Officials: U.S. Knew Three Days Before Mosul Fell That Islamic State Was Moving Forces
By Hannah Allam, McClatchy Washington Bureau
WASHINGTON — The Obama administration knew an attack was in the works three days in advance of the Islamic State’s offensive in northern Iraq, but U.S. efforts to mount a response were hampered by the Iraqi government’s insistence that it could handle the threat, two top U.S. architects of Iraq policy said Wednesday.
The officials faced bipartisan criticism from the House Foreign Affairs Committee as members accused the Obama administration of taking insufficient steps to counter the expansionist goals of the Islamic State, also known by the acronyms ISIS or ISIL, an al-Qaida spinoff that now operates freely throughout most of eastern Syria and across the vast swaths of northwestern Iraq that it seized last month.
Brett McGurk, the State Department’s deputy assistant secretary for Iraq and Iran who just returned from a seven-week trip to Baghdad, and his counterpart at the Defense Department, Elissa Slotkin, a former Iraq director for the National Security Council, told the panel that the U.S. government had tracked the Islamic State but was caught off guard by the scope of the extremists’ offensive and the rapid collapse of the American-trained Iraqi security forces.
“ISIL is no longer simply a terrorist organization,” McGurk said. “It is now a full-blown army seeking to establish a self-governing state through the Tigris and Euphrates Valley in what is now Syria and Iraq.”
McGurk said the United States warned the Iraqi government June 7 that American intelligence had received “early indications that ISIL was moving in force from Syria into Iraq and staging forces in western Mosul.” He said U.S. officials had sought the urgent deployment of Kurdish peshmerga militia forces to eastern Mosul to stop the extremists’ advance, but that the idea was blocked by Iraqi Prime Minister Nouri al-Maliki’s administration.
“The government of Baghdad did not share the same sense of urgency and did not approve the deployments,” McGurk said. “Iraqi military commanders promised to send nine brigades of force to Mosul in response to our warnings and we stressed, however, that the forces would not arrive in time.”
McGurk described the resulting events as “catastrophic.”
Within days, the Islamic State had captured Mosul with little resistance from the security forces. Four or five divisions of the Iraqi army simply dissolved. McGurk and Slotkin blamed poor leadership rather than a lack of fighting capability for the breakdown and called for an overhaul of Iraq’s defense forces.

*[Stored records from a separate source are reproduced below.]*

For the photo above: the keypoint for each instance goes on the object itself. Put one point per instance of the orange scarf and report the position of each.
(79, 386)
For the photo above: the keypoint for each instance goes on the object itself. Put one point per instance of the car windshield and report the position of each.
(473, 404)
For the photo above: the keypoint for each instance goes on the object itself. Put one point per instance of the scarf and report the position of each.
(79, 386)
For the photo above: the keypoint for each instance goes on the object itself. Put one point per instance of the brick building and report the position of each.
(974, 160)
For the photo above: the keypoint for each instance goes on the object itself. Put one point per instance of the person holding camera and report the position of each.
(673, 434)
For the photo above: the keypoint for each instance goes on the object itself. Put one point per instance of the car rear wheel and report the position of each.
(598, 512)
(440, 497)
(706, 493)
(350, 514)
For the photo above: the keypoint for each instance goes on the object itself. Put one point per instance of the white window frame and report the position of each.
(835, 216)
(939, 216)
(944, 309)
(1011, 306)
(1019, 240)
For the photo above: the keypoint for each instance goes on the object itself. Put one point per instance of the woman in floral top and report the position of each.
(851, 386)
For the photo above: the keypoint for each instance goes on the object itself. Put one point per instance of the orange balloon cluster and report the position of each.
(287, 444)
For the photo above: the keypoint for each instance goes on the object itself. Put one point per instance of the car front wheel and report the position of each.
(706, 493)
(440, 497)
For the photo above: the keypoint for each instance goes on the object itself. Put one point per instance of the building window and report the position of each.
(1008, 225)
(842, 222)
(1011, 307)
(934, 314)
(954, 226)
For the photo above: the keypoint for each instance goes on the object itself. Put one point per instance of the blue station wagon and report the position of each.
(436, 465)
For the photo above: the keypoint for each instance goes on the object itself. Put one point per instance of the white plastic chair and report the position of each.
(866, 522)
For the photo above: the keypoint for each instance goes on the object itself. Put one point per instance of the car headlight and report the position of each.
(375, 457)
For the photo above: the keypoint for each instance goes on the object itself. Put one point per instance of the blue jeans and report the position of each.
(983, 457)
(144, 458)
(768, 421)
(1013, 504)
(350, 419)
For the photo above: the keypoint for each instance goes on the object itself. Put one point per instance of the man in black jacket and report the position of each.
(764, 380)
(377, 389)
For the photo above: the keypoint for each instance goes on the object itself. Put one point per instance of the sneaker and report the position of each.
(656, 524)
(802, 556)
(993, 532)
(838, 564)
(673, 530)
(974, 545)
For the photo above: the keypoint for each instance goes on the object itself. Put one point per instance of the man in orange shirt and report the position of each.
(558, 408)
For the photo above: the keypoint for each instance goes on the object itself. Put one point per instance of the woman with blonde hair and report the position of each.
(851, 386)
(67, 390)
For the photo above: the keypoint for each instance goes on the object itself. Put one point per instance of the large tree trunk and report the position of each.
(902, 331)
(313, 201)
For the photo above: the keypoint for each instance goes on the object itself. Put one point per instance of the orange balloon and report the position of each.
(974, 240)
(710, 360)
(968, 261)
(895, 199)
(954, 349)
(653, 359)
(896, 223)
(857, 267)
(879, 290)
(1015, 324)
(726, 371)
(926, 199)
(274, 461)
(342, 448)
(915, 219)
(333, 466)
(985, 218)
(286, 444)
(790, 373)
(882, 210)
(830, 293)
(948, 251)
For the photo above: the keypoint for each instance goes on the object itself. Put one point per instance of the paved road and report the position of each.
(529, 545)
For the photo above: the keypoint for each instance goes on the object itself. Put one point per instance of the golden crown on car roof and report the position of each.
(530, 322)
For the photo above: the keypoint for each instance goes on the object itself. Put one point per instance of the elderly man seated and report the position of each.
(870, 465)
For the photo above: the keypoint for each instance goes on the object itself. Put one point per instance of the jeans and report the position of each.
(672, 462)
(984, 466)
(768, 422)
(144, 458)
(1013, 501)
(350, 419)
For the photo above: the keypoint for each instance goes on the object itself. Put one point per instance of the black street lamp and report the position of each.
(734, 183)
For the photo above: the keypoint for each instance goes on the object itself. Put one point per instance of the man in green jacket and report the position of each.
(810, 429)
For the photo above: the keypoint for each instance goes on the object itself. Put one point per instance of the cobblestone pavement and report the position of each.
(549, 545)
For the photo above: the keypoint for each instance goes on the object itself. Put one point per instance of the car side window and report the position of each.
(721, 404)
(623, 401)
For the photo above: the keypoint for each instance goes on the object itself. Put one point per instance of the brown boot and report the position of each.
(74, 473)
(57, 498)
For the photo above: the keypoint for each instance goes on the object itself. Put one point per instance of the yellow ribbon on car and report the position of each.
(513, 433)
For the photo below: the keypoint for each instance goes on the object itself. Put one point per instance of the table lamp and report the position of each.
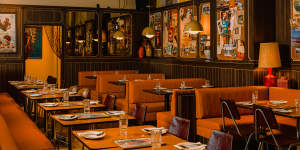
(269, 57)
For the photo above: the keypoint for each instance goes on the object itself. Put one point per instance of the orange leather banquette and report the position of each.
(17, 130)
(155, 103)
(84, 82)
(104, 87)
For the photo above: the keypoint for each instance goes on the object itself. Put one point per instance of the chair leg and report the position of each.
(248, 141)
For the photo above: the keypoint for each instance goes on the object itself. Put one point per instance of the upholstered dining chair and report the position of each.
(139, 112)
(109, 102)
(265, 122)
(230, 111)
(219, 141)
(180, 127)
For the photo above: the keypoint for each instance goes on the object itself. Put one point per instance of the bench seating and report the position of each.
(83, 82)
(17, 130)
(155, 103)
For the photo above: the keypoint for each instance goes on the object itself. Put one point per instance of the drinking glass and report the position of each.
(297, 105)
(156, 138)
(123, 124)
(86, 106)
(254, 96)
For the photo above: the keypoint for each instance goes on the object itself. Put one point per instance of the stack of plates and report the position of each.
(92, 135)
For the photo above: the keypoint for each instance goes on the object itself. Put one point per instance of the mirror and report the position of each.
(111, 23)
(81, 33)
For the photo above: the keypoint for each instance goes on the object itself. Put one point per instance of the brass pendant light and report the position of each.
(119, 35)
(148, 32)
(193, 27)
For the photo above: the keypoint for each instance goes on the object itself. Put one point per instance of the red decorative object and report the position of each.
(270, 79)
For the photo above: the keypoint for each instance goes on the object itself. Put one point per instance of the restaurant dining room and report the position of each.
(149, 75)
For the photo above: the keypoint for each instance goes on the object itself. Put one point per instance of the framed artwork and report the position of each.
(155, 23)
(231, 30)
(8, 33)
(204, 42)
(188, 42)
(295, 29)
(33, 42)
(170, 33)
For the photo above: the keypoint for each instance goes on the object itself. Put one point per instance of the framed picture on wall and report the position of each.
(33, 42)
(7, 33)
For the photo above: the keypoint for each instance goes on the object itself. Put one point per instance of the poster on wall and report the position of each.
(170, 34)
(188, 42)
(33, 42)
(204, 42)
(231, 29)
(8, 33)
(295, 29)
(155, 23)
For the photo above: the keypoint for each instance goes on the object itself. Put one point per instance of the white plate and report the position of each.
(245, 103)
(283, 110)
(161, 88)
(278, 102)
(29, 91)
(148, 130)
(114, 113)
(92, 135)
(35, 95)
(50, 104)
(67, 117)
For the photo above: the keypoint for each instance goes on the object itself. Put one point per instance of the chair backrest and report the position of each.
(139, 113)
(180, 127)
(109, 101)
(51, 80)
(219, 141)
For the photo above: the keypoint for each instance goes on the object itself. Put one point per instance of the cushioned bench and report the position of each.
(104, 87)
(22, 133)
(155, 103)
(83, 82)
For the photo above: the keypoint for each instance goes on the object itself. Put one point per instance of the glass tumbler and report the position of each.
(156, 138)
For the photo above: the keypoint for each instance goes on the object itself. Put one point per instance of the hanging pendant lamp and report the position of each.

But McGurk bristled against suggestions that the Obama administration could have done more, noting that President Barack Obama already had ordered “a surge of intelligence assets,” asked U.S. special forces to get an “eyes-on picture” from the ground, and had moved an aircraft carrier to the Persian Gulf after Islamic State campaigns in Iraq’s Anbar province earlier this year.
McGurk said, however, that earlier U.S. intelligence assessments lacked the “granular” details necessary before any U.S. commitment of military force. He said U.S. officials were now studying a clearer picture of the group and its standing on the ground as the Obama administration weighs deeper military engagement in the conflict.
Slotkin described the Islamic State as “one of the most capable and best-funded groups in the region right now,” more worrisome than previous al-Qaida-style networks because of the amount of territory it holds, its self-funding capabilities, its “war-tested” foot soldiers, and the Western passport-holders among its members.
She and McGurk noted the group’s old statements praising Osama bin Laden and said that the Islamic State’s break from central al-Qaida command signals its desire to lead the “global jihad.” That makes it a direct threat to U.S. national security, the officials argued.
But there was little indication that the Obama administration had moved from its insistence that any further U.S. support would come only after Iraqi politicians took steps toward breaking the political deadlock and forming a new, more inclusive government.
“There will not be an exclusively military solution to the threat posed by ISIL,” Slotkin said. “The Iraqis must do the heavy lifting.”
At the hearing, legislators asked bluntly, and in various ways, whether the beleaguered al-Maliki should go, whether the United States should carry out airstrikes against the militants and whether Iraq should remain intact or fragment along ethnic and sectarian lines.
The responses from McGurk and Slotkin offered no significant policy changes. The officials mostly repeated administration talking points: that Iraqis are forming a government after successful elections, that military options are under consideration but must be accompanied by political reforms, and that a decentralized “functioning federalism” is the most workable governmental model available under the Iraqi constitution.
Slotkin noted in her testimony that the partition scenario is problematic chiefly because of a lack of Sunni Muslim leaders who could work with a central government; most majority-Sunni territories are now either contested or fully under the control of the extremists and their allies from local tribes and Saddam Hussein’s former military and intelligence forces.
“Who’s in charge of that western and north-central part of Iraq in that model?” Slotkin asked.